Tonight, as this image came in, I wanted to just turn away from my computer and weep.
May ten-thousand holy red lotus bloom for every holy red lotus cut down.
I prophesy: Retrieve all the red robes of the dead and pile them high. Higher. Highest. The Monks’ Memorial of Red Robes. It will be made. By thousands of hands from the world over, the Red Robe Memorial commemorating this slaughter of the innocents, will rise up.
And play these images over and over again until we can watch them dry eyed… Than Schwe’s huge, televised, well documented, well photographed, news reported, electronically captured week of slaughter, Than Schwe’s desperate not moment, not hour, not week, but years of SHAME. A kind of shame that will cause no decent world leader to ever again willingly stand to be photographed with him. A kind of shame that surely makes even his soul shrink away from him in revulsion.

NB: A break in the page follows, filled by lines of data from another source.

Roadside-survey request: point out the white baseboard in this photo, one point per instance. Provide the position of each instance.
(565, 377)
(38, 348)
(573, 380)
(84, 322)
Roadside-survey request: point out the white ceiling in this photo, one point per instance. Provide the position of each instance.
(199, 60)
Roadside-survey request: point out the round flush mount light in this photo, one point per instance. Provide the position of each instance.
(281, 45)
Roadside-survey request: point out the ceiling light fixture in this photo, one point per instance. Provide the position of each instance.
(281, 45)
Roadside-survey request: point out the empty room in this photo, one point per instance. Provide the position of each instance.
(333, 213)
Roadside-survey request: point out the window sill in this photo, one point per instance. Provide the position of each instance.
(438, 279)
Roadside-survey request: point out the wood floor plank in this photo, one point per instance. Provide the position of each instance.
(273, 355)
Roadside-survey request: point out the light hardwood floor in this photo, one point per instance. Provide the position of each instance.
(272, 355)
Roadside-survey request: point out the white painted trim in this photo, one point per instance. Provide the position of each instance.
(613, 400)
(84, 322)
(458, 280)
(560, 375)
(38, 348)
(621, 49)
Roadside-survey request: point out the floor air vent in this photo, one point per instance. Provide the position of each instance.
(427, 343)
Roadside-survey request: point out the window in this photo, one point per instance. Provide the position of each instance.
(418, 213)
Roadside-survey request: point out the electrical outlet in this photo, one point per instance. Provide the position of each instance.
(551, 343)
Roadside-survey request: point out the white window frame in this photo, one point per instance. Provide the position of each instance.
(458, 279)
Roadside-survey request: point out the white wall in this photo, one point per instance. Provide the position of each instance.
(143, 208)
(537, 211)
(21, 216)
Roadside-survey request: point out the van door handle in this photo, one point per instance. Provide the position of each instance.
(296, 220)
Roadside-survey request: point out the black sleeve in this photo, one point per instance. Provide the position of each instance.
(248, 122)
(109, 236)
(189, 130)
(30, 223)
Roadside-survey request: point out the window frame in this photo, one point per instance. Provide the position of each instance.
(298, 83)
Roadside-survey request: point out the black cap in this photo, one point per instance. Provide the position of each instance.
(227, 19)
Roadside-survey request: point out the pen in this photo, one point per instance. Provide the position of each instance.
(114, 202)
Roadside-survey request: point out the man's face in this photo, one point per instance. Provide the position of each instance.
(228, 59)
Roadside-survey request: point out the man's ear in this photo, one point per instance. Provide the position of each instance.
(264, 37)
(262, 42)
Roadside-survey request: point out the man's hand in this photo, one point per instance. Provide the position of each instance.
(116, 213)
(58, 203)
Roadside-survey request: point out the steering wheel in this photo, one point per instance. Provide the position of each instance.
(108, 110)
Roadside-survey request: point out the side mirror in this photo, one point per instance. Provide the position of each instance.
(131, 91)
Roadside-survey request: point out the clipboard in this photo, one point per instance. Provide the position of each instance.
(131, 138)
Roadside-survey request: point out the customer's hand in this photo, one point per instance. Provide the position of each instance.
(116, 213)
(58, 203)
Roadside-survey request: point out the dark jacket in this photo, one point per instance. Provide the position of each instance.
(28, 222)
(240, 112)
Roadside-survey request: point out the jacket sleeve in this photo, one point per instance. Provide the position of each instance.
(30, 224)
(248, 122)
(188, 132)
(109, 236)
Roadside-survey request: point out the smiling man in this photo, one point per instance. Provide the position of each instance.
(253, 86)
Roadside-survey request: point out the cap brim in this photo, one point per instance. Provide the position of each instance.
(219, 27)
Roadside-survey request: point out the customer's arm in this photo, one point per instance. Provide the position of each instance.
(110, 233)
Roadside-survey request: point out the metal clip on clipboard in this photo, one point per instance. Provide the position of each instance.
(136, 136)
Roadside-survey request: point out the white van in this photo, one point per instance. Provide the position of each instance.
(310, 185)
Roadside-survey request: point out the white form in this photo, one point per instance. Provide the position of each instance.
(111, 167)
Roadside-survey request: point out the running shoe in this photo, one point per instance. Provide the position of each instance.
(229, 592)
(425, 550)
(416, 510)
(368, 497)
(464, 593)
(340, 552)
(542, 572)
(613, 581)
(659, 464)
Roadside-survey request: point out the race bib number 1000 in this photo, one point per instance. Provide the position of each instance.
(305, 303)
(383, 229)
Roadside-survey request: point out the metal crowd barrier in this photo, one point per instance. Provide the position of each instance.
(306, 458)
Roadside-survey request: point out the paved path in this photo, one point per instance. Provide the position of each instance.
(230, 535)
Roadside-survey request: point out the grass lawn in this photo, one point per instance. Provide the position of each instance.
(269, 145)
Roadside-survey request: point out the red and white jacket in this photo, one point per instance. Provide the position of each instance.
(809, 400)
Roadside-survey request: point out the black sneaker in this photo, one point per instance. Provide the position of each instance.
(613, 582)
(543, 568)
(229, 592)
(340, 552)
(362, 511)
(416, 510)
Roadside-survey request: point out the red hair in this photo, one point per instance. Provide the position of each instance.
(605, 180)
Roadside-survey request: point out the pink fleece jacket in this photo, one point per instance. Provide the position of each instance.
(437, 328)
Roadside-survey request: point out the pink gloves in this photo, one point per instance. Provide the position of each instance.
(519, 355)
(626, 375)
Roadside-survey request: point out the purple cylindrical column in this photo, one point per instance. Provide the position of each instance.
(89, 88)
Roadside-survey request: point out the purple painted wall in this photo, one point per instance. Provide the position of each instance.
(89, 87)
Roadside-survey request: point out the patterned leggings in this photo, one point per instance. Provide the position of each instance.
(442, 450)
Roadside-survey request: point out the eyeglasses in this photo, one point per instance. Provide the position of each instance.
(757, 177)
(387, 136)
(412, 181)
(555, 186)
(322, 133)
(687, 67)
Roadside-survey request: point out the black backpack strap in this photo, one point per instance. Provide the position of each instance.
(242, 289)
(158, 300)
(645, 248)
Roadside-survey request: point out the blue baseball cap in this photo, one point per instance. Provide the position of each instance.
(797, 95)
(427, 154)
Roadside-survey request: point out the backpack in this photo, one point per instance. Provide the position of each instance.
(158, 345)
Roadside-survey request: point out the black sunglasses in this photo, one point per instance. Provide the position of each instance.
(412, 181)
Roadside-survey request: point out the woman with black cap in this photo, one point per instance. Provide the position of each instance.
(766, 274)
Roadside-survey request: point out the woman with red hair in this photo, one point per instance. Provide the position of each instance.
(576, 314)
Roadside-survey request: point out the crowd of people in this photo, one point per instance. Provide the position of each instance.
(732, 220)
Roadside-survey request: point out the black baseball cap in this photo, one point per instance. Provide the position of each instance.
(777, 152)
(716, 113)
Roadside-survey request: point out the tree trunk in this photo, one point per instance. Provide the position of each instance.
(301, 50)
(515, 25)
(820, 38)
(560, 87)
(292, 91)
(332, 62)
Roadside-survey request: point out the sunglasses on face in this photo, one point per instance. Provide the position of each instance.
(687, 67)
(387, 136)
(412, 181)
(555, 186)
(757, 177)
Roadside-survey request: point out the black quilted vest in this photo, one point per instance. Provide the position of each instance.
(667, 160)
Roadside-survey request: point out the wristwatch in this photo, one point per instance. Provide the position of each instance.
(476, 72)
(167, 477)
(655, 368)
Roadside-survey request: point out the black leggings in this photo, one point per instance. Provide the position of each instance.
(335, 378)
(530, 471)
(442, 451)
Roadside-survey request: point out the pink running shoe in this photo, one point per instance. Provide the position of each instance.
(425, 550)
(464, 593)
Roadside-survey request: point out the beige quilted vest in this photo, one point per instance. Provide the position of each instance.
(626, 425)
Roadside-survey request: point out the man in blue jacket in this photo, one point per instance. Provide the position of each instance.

Can it be fitting to make a pre-Elegy for Senior General Than Schwe, the unelected, self-appointed military leader of Burma, who brought what you see above to bear on innocents? By reports trickling in tonight, some are saying that Schwe brought death a thousand times over this week to the holy men. Can it be true that Than Schwe has, in the last three days, murdered unprecedented numbers of monks?
I cannot even conceive of what will putrefy on a man’s soul from his willfully murdering holy people: Romero, who was murdered at the altar saying Mass, will surely greet all the noble Buddhist monks; as will ‘all the preacher men and women’ who were strung up on trees, not begging but praying; as will all the zaddiks and the rebbes who carefully took off, kissed and folded their striped robes first, before the Nazis forced them naked to the slaughter.
Tonight, I oddly keep hearing a dissonant shred of a song in my mind that won’t quit. And, I fall into my own empty words tonight, rowing like a maniac to try to say something even pitifully useful… a story… in the end, that’s all I have… a little shred of story to hang as a flag over the innocent
Somewhere in our souls I feel certain, we all know the truth of this old tale that was told in my family, about the king who endlessly sowed dragons’ teeth so as to grow endless sharp swords from those teeth, to effortlessly grow an army of slaughter…
Let this then be the elegy for Than Schwe
The king endlessly sowed dragons’ teeth so as to grow endless sharp swords… The king thereby caused the swords to spring up in the fields and give chase to and murder whomever he named… and he always named the poor, the poorest of the poor…
….until one night when the swords, red and tired from their days work and lying together in the fire at rest, spoke to one another saying they had after all these years, murdered every one who was poor, the poorest of the poor, until now there were no more poor people left to kill.
…And so, not wanting to be put out of their employment, the bloody swords rose up as one sword and killed the king, saying the king himself was poor….poor of heart and poor of spirit, the poorest of the poor… and thereby the king himself deserved to die.
My crabbed grandmother who sometimes called herself our “Grand Other” told this tale. She’d pause at the end of this story to pass a finger over her white whiskers. She told us the king had a choice, that we all do. The king could live rich in spirit and soul, or else he could choose to reap for himself what he sowed for others.
Than Schwe, I think, is past the choice point. The only question may now be, where do the swords rest in the fire, and what do they decide and when.
That tiny slip of song running through trying to find its way? Perhaps in Burma and elsewhere in the world tonight in the meantime, ‘the broken-hearted people of the world still agree… there will be an answer…’
… and our prayer is a strong: ‘Let it be, let it be.’
Though some may perhaps decide “Let it be,’ means ‘leave it alone, there’s no more you can do’… I think it means something different:
…that the road is always freakin’ longer than we ever imagined or ever were told by some Twinkie-eyed stupe. But, despite all ideals we were taught that turned out to have plenty of bashes and scars on them… there remain ancient truths that are deeply reliable: one of the most salient is a Buddhist one, one that would, I would hope, please and honor the dead in Burma: No matter what, continue trying to walk as mindfully as possible
That might be an invisible but palpable Red Robe Memorial that we could carry everywhere.